Мешки с морковью стояли буквально повсюду, но это еще полбеды. А беда в том, что у Петра Ивановича имелась идея, что жмых, остававшийся после переработки ценного корнеплода, является основным ингредиентом морковного пирога. Семейный рецепт этого вкусного и полезного блюда чудом сохранился у него со старых времен. Поэтому, жмых никогда не выбрасывался, а складывался в специальные мешки. Число этих мешков, по понятным причинам, увеличивалось с каждым днем, они со временем просто завоевали большую часть пространства, незанятого тяжелой металлической техникой. Надо сказать, что мечта о морковном пироге у Петра Ивановича, путь к нему, всегда чем-то напоминали автору «В ожидании Годо» Сэмюэля Беккета. Некая недостижимая, но кажущаяся вполне реальной субстанция, отказ от причинных вопросов и ответственности, впрочем, мы сейчас, кажется, можем уйти куда-то далеко.
Не будем, кстати, забывать, что морковный жмых в мешках вовсе не молодел, а, скажем прямо, наоборот, превращался в какую-то жуткую массу.
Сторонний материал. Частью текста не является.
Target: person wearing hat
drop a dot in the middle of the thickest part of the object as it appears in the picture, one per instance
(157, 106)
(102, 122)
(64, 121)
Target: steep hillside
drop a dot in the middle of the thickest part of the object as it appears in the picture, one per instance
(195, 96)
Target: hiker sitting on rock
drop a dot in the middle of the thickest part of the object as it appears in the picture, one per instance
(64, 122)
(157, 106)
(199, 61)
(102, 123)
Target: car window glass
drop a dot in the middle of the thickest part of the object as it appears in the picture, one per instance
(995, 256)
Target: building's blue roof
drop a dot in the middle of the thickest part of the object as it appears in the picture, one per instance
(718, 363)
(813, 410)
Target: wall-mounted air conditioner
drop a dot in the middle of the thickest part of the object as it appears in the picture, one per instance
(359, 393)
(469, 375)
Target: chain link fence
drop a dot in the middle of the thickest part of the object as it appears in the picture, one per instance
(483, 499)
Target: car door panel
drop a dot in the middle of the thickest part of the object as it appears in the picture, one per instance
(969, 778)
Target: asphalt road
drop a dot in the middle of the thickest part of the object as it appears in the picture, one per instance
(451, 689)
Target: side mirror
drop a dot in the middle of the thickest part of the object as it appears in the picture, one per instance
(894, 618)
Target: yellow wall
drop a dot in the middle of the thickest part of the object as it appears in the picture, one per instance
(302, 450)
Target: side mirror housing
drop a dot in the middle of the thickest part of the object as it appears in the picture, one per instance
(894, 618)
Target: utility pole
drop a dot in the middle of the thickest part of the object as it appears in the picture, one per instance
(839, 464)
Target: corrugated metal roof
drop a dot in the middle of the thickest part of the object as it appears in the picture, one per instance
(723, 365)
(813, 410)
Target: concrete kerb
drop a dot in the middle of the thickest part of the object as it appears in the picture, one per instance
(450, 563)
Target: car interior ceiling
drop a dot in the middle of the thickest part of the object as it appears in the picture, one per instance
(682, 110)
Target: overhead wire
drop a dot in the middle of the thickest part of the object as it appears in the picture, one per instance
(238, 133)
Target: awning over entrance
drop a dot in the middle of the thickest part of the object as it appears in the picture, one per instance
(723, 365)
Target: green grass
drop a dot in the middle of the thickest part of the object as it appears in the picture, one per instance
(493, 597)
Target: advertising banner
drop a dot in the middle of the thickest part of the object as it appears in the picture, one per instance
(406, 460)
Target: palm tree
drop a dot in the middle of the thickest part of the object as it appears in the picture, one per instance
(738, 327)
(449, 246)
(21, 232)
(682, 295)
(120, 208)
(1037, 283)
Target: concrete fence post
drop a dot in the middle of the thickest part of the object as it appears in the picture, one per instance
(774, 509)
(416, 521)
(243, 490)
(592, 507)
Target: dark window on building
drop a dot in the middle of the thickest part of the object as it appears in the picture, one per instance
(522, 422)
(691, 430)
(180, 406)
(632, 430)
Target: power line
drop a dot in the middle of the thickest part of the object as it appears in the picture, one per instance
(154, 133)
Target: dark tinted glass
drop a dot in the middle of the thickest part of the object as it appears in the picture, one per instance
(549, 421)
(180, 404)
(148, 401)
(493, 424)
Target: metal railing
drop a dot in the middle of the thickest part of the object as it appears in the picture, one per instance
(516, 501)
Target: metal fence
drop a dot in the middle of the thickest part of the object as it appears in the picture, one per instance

С годами мешки было страшно открывать, впрочем, никто это делать и не собирался. Когда, в конце концов, наших людей волновали трудности?
Другой ценный продукт, заготовляемый рачительным товарищем Козловым, была яичная скорлупа. За давностью лет, автор уже и не припоминает с какой целью хранились мешки с яичной скорлупой, как конкретно Петр Иванович намеревался использовать этот ценный источник кальция, но мешков было много, очень много, и запах они издавали катастрофический.
Еще ветеран никогда не расставался ни с какими печатными изданиями, - горы газет, журналов, каких-то старых подписок занимали отдельные, неосмотрительно оставшиеся свободными щели между металлоконструкциями.
Я, пожалуй, воздержусь от освещения вопроса о домашних насекомых и, так сказать, грызунах, бороться с которыми в условиях ожидания начала приготовления морковного пирога, просто не имело смысла, поберегу нервы прекрасной половины моих дорогих читателей.
В общем, подытоживая, обстановка на Дмитрия Ульянова, у Петра Ивановича Козлова, была непростая, ситуация там развивалась от плохого сценария к худшему, становясь, как говорят реаниматологи, критической.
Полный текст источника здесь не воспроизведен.